Today I finished my second book by Valerie Martin – Property. The first one I read was Trespass (reviewed here) – a powerful and disturbing book about war, violence and trespasses into others' lives, lands and children. It was one of my most memorable reads of 2008.
Propertyis no less disturbing. It's the story of Manon, a white woman in the 1820s living on a plantation in Louisiana. She is married to a plantation owner whom she despises, in part because of his relationship with her slave, Sarah. Like Trespass, the title of the book – Property – is a versatile one. It ultimately refers to the various ways in which people can become property to others, through slavery, through marriage, through legal arrangement, through birth.

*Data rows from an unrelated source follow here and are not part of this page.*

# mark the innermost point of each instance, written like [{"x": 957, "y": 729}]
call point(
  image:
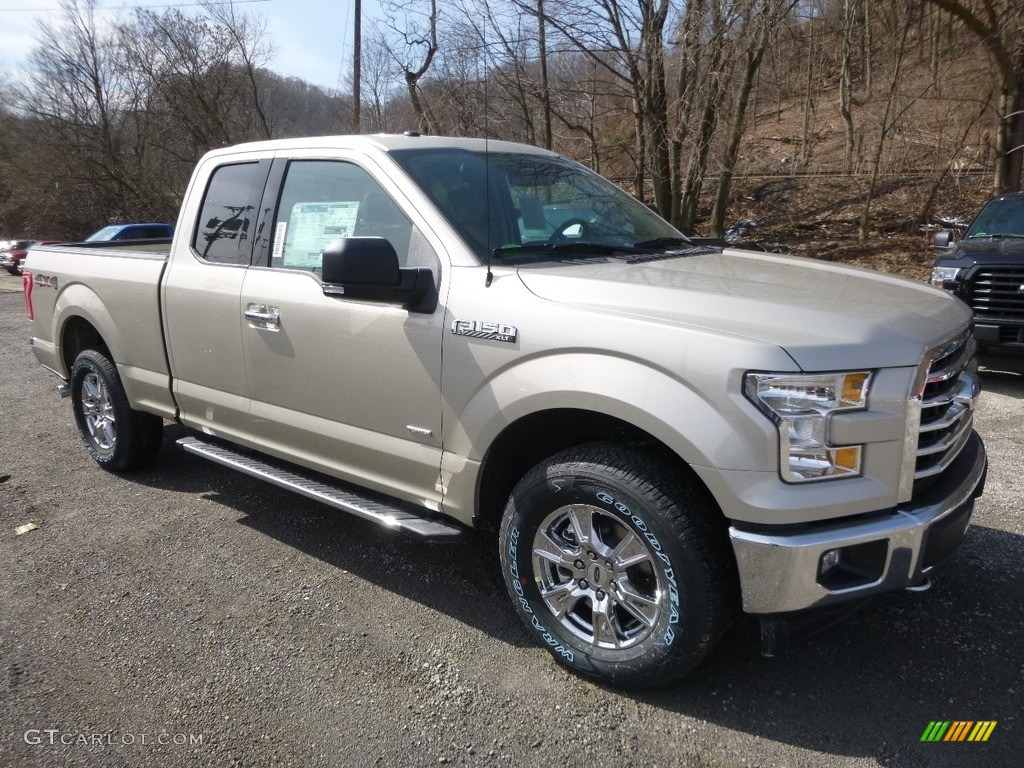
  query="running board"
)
[{"x": 383, "y": 513}]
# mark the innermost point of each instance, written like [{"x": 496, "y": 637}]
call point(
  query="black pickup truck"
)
[{"x": 985, "y": 269}]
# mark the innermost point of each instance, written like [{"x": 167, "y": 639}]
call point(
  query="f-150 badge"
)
[{"x": 489, "y": 331}]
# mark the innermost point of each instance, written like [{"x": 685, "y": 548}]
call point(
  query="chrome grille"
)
[
  {"x": 950, "y": 388},
  {"x": 997, "y": 294}
]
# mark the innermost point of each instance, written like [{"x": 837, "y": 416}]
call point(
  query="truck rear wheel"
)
[
  {"x": 119, "y": 437},
  {"x": 616, "y": 565}
]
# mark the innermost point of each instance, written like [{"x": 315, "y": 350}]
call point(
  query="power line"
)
[{"x": 136, "y": 6}]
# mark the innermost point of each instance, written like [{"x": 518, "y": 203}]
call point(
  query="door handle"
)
[{"x": 263, "y": 315}]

Manon is desperately unhappy about her situation, but the unfeeling and inhumane way she treats the slaves on her husband's property is a powerful reminder of this country's most shameful period. Manon is innately hypocritical; just as she deeply resents her husband's power to circumscribe her life and squander her money, she keeps a tight hold on Sarah and is incapable of recognizing the parallels between their two lives. She resents Sarah to such a degree that she simply cannot ascribe to her any real emotion. I suppose that is part of Martin's message, that slavery was capable of existing because white people saw their slaves as nothing more than property, and therefore enjoyed an unburdened conscience about how they lived. Such a mindset seems so abhorrent today that it is hard to believe that less than 200 years ago, it was so pervasive.
Martin is a spare, clean writer, capable of delivering devastating lines of dialogue or description with barely a flourish. As with Trespass, I found myself reading Property carefully, so as not to miss a single understated word. Martin does not shy away from disturbing plot developments - instead, she seems to relish them. Yet nothing in her books is extraneous or overdone.
Property wasn't exactly what I expected. I thought it would be more universal and less character-driven. Instead, it's a story of about deeply flawed and ultimately unhappy people told against the backdrop of an institution that seems almost unthinkable today. Regardless, I strongly recommend it, and Valerie Martin in general.